It is important to note some of the changes from the narrative poem to the film. The biggest change was in regards to the character of the protagonist, who was changed from an African-American to a white man. In addition, the gang killed the protagonist in the short story while only injuring Stoker in the movie. These alterations are not small or meaningless differences. In fact, it has the ability to completely change the impact of the story and the meaning of it. For instance, the poem is about racism or racial inequality. The movie is about a simple crime taking advantage of a man down on his luck. The difference between death and injury is also large. Death conveys many different things, including mortality and finality. However, the injury tends to be more typical of a Hollywood ending. This does not mean that these movies are any better or worse than the written works they were based on, but certainly it changes what we think about and how we are thinking about it.
“The Set-Up is absolutely marvellous to behold, for its visual style, the script and the acting. While Audrey Totter, an inimitable noir staple, is not given as much to do as one would hope (her presence is mostly felt in the first few scenes and the final one), Robert Ryan exudes the sad charisma of a man practically down on his luck, weathered but still kicking with everything he has left, boasting his confidence while most don’t believe it and others even want him to lose. He’s happy about his odds yet oblivious of the evil forces working against him, not to mention that crowds that mock him” (popoptique.com).
In The Indian Runner we focus on a man named Joe Roberts. He is a man who is also seemingly down on his luck, but doing ok. His younger brother Frank is home from Vietnam. It is quickly discovered that, although cleaned up, he is still very much a restless man. His father also confirms as much. Early in the film, the two brothers lose their mother. This sends the father into a depression, causing him to take his own life. Frank, who was in prison at the time of his mother’s passing, learns of the suicide and is seemingly calm with what has happened. As we will see later, these moments hit him harder than he initially let on. We now start to see how truly unstable Frank is and how his decisions impact the small town. Joe, who is trying to be a caring brother, continues to pursue Frank in all of his mistakes, using his power as an officer of the law to help him in times of severe trouble. Eventually, when all seems to be going well, Frank kills a bartender for seemingly no reason other than to break the status quo and ease his restless spirit. Joe pursues him in a squad car to the state line, stopping at the border to let him go, signifying that Joe must let his little brother go both physically and emotionally.

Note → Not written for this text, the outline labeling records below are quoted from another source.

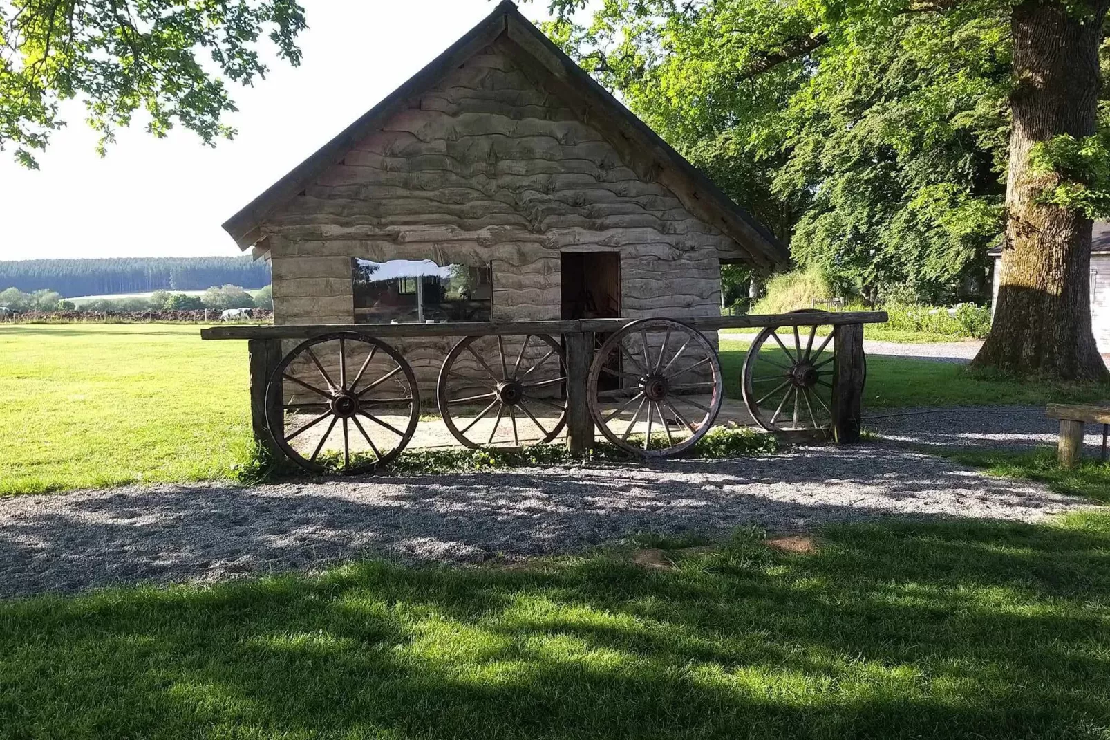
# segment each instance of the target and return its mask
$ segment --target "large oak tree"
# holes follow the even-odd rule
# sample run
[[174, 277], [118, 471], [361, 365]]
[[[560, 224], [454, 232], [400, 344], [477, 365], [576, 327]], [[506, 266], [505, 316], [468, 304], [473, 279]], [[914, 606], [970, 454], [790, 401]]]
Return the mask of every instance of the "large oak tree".
[[[552, 3], [564, 17], [584, 4]], [[976, 364], [1104, 379], [1087, 276], [1091, 219], [1110, 214], [1098, 107], [1107, 4], [606, 0], [589, 26], [547, 30], [710, 170], [729, 158], [704, 157], [704, 142], [726, 132], [748, 183], [734, 197], [765, 219], [796, 209], [803, 261], [856, 269], [865, 288], [868, 271], [925, 284], [945, 279], [946, 262], [973, 272], [968, 256], [1003, 231]], [[775, 107], [787, 114], [763, 112]]]
[[101, 152], [137, 112], [154, 136], [178, 124], [209, 144], [231, 137], [224, 78], [265, 74], [263, 36], [299, 63], [304, 28], [295, 0], [0, 0], [0, 149], [38, 167], [70, 99], [84, 103]]

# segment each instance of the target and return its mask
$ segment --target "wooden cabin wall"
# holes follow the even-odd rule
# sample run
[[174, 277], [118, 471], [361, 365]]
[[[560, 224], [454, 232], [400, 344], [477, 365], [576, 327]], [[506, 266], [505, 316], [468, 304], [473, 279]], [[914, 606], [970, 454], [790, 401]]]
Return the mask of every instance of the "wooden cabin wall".
[[[353, 321], [351, 258], [492, 263], [493, 319], [558, 319], [559, 252], [620, 252], [623, 314], [715, 314], [736, 244], [625, 167], [504, 38], [262, 224], [274, 321]], [[405, 347], [422, 384], [451, 342]], [[423, 369], [421, 369], [423, 368]]]

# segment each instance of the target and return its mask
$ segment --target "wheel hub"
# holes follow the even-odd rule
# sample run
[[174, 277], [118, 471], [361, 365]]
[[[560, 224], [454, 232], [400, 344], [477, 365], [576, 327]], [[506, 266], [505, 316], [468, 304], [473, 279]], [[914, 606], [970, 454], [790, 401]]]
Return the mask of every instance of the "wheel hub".
[[790, 369], [790, 382], [798, 388], [813, 388], [817, 384], [817, 369], [809, 362], [799, 362]]
[[332, 413], [341, 419], [350, 419], [359, 412], [359, 397], [350, 391], [340, 391], [330, 401]]
[[644, 389], [644, 396], [649, 401], [662, 401], [667, 397], [669, 386], [663, 376], [652, 374], [639, 379], [639, 384]]
[[524, 397], [524, 388], [515, 380], [505, 380], [497, 383], [495, 391], [497, 400], [506, 406], [516, 406]]

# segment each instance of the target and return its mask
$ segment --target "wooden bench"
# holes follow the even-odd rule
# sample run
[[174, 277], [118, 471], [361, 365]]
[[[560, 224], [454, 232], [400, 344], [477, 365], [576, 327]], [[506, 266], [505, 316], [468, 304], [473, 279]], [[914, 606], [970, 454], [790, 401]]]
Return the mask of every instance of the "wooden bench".
[[1064, 468], [1073, 468], [1083, 450], [1083, 423], [1102, 424], [1102, 453], [1107, 459], [1107, 432], [1110, 432], [1110, 406], [1049, 403], [1049, 419], [1060, 420], [1058, 459]]

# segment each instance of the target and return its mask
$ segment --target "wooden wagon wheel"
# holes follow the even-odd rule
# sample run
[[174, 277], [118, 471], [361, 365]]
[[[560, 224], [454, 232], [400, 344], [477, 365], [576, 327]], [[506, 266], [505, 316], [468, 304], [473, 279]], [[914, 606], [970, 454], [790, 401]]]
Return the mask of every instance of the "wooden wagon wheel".
[[323, 334], [282, 358], [266, 387], [266, 424], [290, 460], [313, 472], [369, 472], [393, 460], [420, 419], [405, 359], [354, 331]]
[[648, 458], [693, 447], [724, 396], [713, 344], [672, 319], [640, 319], [609, 337], [589, 367], [587, 393], [605, 438]]
[[[828, 314], [818, 309], [791, 313]], [[767, 327], [756, 334], [744, 360], [743, 386], [756, 423], [776, 432], [825, 434], [831, 429], [835, 333], [834, 326], [821, 324]]]
[[464, 337], [452, 348], [436, 384], [447, 430], [470, 448], [521, 448], [555, 439], [566, 424], [566, 363], [546, 334]]

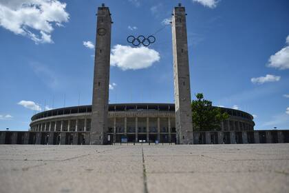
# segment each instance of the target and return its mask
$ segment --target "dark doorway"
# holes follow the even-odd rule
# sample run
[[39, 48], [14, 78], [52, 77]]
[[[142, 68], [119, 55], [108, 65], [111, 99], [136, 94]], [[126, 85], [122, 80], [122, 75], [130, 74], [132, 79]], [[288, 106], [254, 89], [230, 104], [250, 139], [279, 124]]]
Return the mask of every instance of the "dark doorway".
[[259, 136], [260, 139], [260, 143], [266, 143], [266, 132], [259, 132]]
[[24, 144], [24, 132], [18, 132], [17, 144]]
[[247, 137], [248, 137], [248, 143], [255, 143], [254, 140], [254, 132], [247, 132]]
[[5, 135], [5, 144], [12, 143], [12, 132], [6, 132], [6, 134]]

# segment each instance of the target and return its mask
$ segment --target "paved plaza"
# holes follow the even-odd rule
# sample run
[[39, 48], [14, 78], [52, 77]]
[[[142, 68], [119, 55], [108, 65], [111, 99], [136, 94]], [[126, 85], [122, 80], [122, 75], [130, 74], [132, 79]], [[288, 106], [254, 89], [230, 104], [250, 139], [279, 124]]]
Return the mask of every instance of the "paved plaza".
[[0, 192], [289, 192], [289, 143], [1, 145]]

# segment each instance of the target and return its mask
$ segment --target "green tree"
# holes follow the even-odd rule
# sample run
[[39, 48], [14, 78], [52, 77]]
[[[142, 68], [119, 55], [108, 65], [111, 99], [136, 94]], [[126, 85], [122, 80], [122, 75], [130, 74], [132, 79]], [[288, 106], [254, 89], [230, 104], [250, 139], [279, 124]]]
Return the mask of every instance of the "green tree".
[[194, 130], [220, 130], [221, 121], [229, 118], [228, 113], [212, 106], [212, 101], [205, 100], [202, 93], [197, 93], [195, 96], [197, 100], [193, 100], [191, 103]]

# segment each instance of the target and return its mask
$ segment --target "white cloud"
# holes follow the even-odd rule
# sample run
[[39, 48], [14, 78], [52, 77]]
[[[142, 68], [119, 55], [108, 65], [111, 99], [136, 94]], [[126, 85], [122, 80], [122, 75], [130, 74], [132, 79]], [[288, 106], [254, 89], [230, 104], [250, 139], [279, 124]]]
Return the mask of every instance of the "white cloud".
[[[264, 123], [260, 125], [260, 129], [266, 128], [280, 127], [280, 125], [287, 125], [289, 124], [289, 116], [285, 113], [276, 114], [272, 116], [271, 120]], [[280, 129], [282, 129], [281, 128]], [[283, 128], [285, 129], [285, 128]]]
[[160, 54], [157, 51], [143, 46], [132, 48], [118, 44], [111, 53], [111, 65], [122, 70], [147, 68], [159, 61]]
[[83, 45], [89, 49], [94, 49], [94, 44], [90, 41], [83, 41]]
[[268, 67], [279, 70], [289, 69], [289, 35], [286, 38], [287, 45], [270, 57]]
[[263, 84], [267, 82], [277, 82], [279, 81], [281, 79], [281, 77], [266, 74], [266, 77], [260, 77], [257, 78], [252, 78], [251, 82], [257, 84]]
[[129, 27], [127, 27], [127, 28], [129, 30], [131, 30], [131, 31], [138, 30], [138, 27], [136, 27], [136, 26], [129, 26]]
[[46, 105], [46, 106], [44, 108], [44, 109], [45, 109], [45, 110], [52, 110], [52, 108], [50, 108], [48, 105]]
[[25, 107], [25, 108], [32, 110], [36, 110], [36, 111], [41, 111], [41, 108], [40, 107], [39, 104], [36, 104], [33, 101], [21, 101], [17, 104], [22, 105]]
[[137, 8], [140, 6], [140, 2], [139, 0], [129, 0], [129, 1], [132, 3]]
[[112, 83], [111, 84], [109, 84], [109, 90], [114, 90], [114, 88], [116, 86], [116, 83]]
[[234, 105], [233, 106], [233, 109], [235, 109], [235, 110], [239, 110], [239, 107], [238, 107], [238, 105]]
[[162, 25], [166, 26], [166, 25], [169, 25], [171, 24], [171, 18], [169, 17], [169, 18], [166, 18], [164, 20], [162, 21]]
[[156, 6], [153, 6], [151, 7], [150, 10], [151, 10], [151, 14], [153, 15], [158, 17], [159, 13], [161, 11], [162, 7], [162, 3], [159, 3], [158, 5], [156, 5]]
[[217, 3], [219, 2], [219, 1], [217, 0], [193, 0], [193, 1], [201, 3], [204, 6], [211, 9], [217, 7]]
[[9, 114], [6, 115], [0, 114], [0, 120], [8, 120], [8, 119], [12, 119], [13, 116], [10, 115]]
[[57, 0], [1, 0], [0, 26], [35, 43], [53, 43], [54, 27], [69, 18], [65, 8], [66, 3]]
[[54, 88], [58, 85], [58, 79], [48, 66], [37, 62], [31, 62], [30, 66], [35, 74], [47, 86]]

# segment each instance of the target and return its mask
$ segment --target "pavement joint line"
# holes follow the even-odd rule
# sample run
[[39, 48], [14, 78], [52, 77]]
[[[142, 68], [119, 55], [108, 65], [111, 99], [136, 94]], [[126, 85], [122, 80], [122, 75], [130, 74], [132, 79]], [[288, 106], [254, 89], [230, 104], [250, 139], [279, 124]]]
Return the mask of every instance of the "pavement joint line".
[[[117, 149], [120, 149], [120, 148], [114, 148], [114, 149], [112, 149], [112, 150], [103, 150], [103, 151], [101, 151], [101, 152], [98, 152], [98, 153], [103, 153], [105, 152], [112, 151], [112, 150], [117, 150]], [[40, 167], [40, 166], [47, 165], [47, 163], [46, 163], [46, 161], [48, 161], [48, 162], [50, 162], [50, 161], [52, 161], [52, 162], [65, 161], [73, 160], [73, 159], [78, 159], [78, 158], [81, 158], [81, 157], [88, 156], [89, 155], [92, 155], [92, 154], [84, 154], [84, 155], [74, 156], [74, 157], [72, 157], [72, 158], [69, 158], [69, 159], [63, 159], [63, 160], [56, 160], [56, 161], [38, 160], [39, 161], [43, 161], [45, 163], [43, 163], [43, 164], [39, 164], [39, 165], [36, 165], [28, 166], [28, 167], [23, 167], [22, 168], [22, 170], [23, 171], [27, 171], [27, 170], [28, 170], [29, 169], [31, 169], [31, 168], [34, 168], [34, 167]], [[21, 160], [21, 161], [23, 161], [23, 160]], [[30, 161], [30, 160], [27, 160], [27, 161]]]
[[143, 184], [144, 184], [144, 193], [149, 193], [149, 190], [147, 189], [147, 170], [145, 169], [144, 148], [142, 147], [142, 179], [143, 179]]
[[216, 172], [194, 172], [194, 171], [186, 171], [186, 172], [181, 172], [181, 171], [172, 171], [172, 172], [147, 172], [147, 174], [248, 174], [248, 173], [263, 173], [263, 172], [267, 172], [267, 173], [277, 173], [279, 174], [284, 174], [286, 176], [289, 175], [289, 173], [287, 173], [286, 172], [280, 172], [280, 171], [272, 171], [272, 170], [249, 170], [249, 171], [228, 171], [228, 172], [224, 172], [224, 171], [216, 171]]

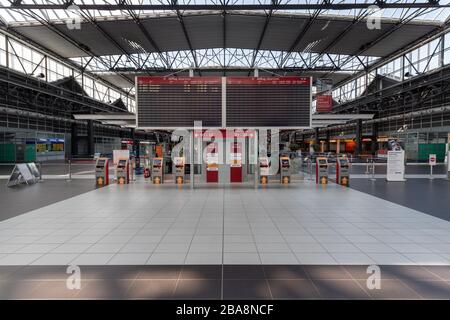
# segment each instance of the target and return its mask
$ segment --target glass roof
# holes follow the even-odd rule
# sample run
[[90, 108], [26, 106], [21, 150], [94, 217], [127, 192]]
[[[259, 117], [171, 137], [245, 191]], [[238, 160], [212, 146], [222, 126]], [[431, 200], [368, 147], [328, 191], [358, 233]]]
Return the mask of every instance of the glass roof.
[[[74, 5], [116, 5], [121, 0], [74, 0]], [[36, 22], [36, 18], [45, 20], [61, 20], [76, 18], [79, 16], [74, 10], [62, 10], [62, 9], [34, 9], [29, 10], [18, 10], [18, 9], [5, 9], [11, 5], [12, 0], [0, 0], [0, 18], [4, 23], [16, 23], [16, 22]], [[45, 4], [45, 5], [63, 5], [66, 1], [64, 0], [22, 0], [21, 4]], [[132, 5], [170, 5], [172, 0], [125, 0], [127, 4]], [[178, 0], [180, 5], [221, 5], [222, 2], [226, 2], [229, 5], [258, 5], [265, 4], [270, 5], [272, 0]], [[279, 4], [320, 4], [323, 0], [280, 0]], [[386, 3], [424, 3], [426, 0], [386, 0]], [[371, 5], [374, 0], [331, 0], [333, 4], [367, 4]], [[449, 5], [450, 0], [441, 0], [441, 5]], [[84, 13], [91, 17], [111, 17], [111, 16], [129, 16], [130, 12], [128, 10], [83, 10]], [[148, 15], [155, 13], [170, 13], [173, 10], [159, 10], [159, 11], [149, 11], [149, 10], [135, 10], [134, 13], [138, 16]], [[312, 15], [315, 10], [274, 10], [274, 12], [282, 13], [302, 13]], [[351, 9], [351, 10], [321, 10], [321, 15], [334, 15], [342, 17], [358, 17], [367, 12], [366, 9]], [[383, 9], [380, 12], [383, 18], [392, 19], [409, 19], [422, 20], [422, 21], [437, 21], [444, 22], [450, 16], [450, 7], [447, 8], [400, 8], [400, 9]]]

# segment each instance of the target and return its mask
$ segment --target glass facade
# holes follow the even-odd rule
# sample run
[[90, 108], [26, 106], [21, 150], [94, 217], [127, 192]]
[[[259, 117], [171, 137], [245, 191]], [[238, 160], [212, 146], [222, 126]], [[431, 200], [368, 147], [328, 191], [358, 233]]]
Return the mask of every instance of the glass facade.
[[0, 33], [0, 65], [50, 83], [74, 77], [89, 97], [105, 103], [113, 103], [120, 98], [128, 110], [134, 112], [132, 94], [114, 88], [88, 73], [81, 73], [77, 68], [2, 33]]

One more interesting point in contrast to The Set-Up is the lack of censorship. All throughout the movie there is heavy violence, language, drug use, and excessive nudity. This extends all the way to a very visual birthing scene that is shot alongside the final car chase. The seeming lack of care for what the audience might think of these excessive scenes tells the viewer exactly what Penn is trying to achieve. Life is gritty, it is hard, things happen, and sometimes you’re just going to have to bear it. There is no other way through life than to understand that hard things happen and you must continue to look at the things that are worth living for. To end on a quote about Penn’s debut, “However, as his first film behind the camera, “The Indian Runner” is hardly a work of mischievous youngster, a moody meditation on the bond of blood the two men share even if they no longer have the same perspective on the world after one returns from war” (Moveablefeast.com).